Bottom Line: In cultivations with parallel offline analysis, the highest volumetric activity was found at different cultivation times.This work proves that cultivations conducted in complex media may be prone to significant variation in final product quality and quantity if the quality of the raw material for medium preparation is not thoroughly checked.In this study, the RAMOS technique enabled a reliable and reproducible screening and phenotyping of complex raw material lots by online measurement of the respiration activity.

View Article: PubMed Central - PubMed

Affiliation: AVT - Biochemical Engineering, RWTH Aachen University, Worringerweg 1, D-52074, Aachen, Germany. sylvia.diederichs@avt.rwth-aachen.de.

ABSTRACT

Background: Media containing yeast extracts and other complex raw materials are widely used for the cultivation of microorganisms. However, variations in the specific nutrient composition can occur, due to differences in the complex raw material ingredients and in the production of these components. These lot-to-lot variations can affect growth rate, product yield and product quality in laboratory investigations and biopharmaceutical production processes. In the FDA's Process Analytical Technology (PAT) initiative, the control and assessment of the quality of critical raw materials is one key aspect to maintain product quality and consistency. In this study, the Respiration Activity Monitoring System (RAMOS) was used to evaluate the impact of different yeast extracts and commercial complex auto-induction medium lots on metabolic activity and product yield of four recombinant Escherichia coli variants encoding different enzymes.
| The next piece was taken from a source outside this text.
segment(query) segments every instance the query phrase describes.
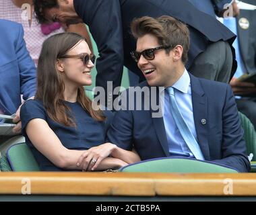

Results: Under non-induced conditions, the oxygen transfer rate (OTR) of E. coli was not affected by a variation of the supplemented yeast extract lot. The comparison of E. coli cultivations under induced conditions exhibited tremendous differences in OTR profiles and volumetric activity for all investigated yeast extract lots of different suppliers as well as lots of the same supplier independent of the E. coli variant. Cultivation in the commercial auto-induction medium lots revealed the same reproducible variations. In cultivations with parallel offline analysis, the highest volumetric activity was found at different cultivation times. Only by online monitoring of the cultures, a distinct cultivation phase (e.g. glycerol depletion) could be detected and chosen for comparable and reproducible offline analysis of the yield of functional product.

Conclusions: This work proves that cultivations conducted in complex media may be prone to significant variation in final product quality and quantity if the quality of the raw material for medium preparation is not thoroughly checked. In this study, the RAMOS technique enabled a reliable and reproducible screening and phenotyping of complex raw material lots by online measurement of the respiration activity. Consequently, complex raw material lots can efficiently be assessed if the distinct effects on culture behavior and final product quality and quantity are visualized.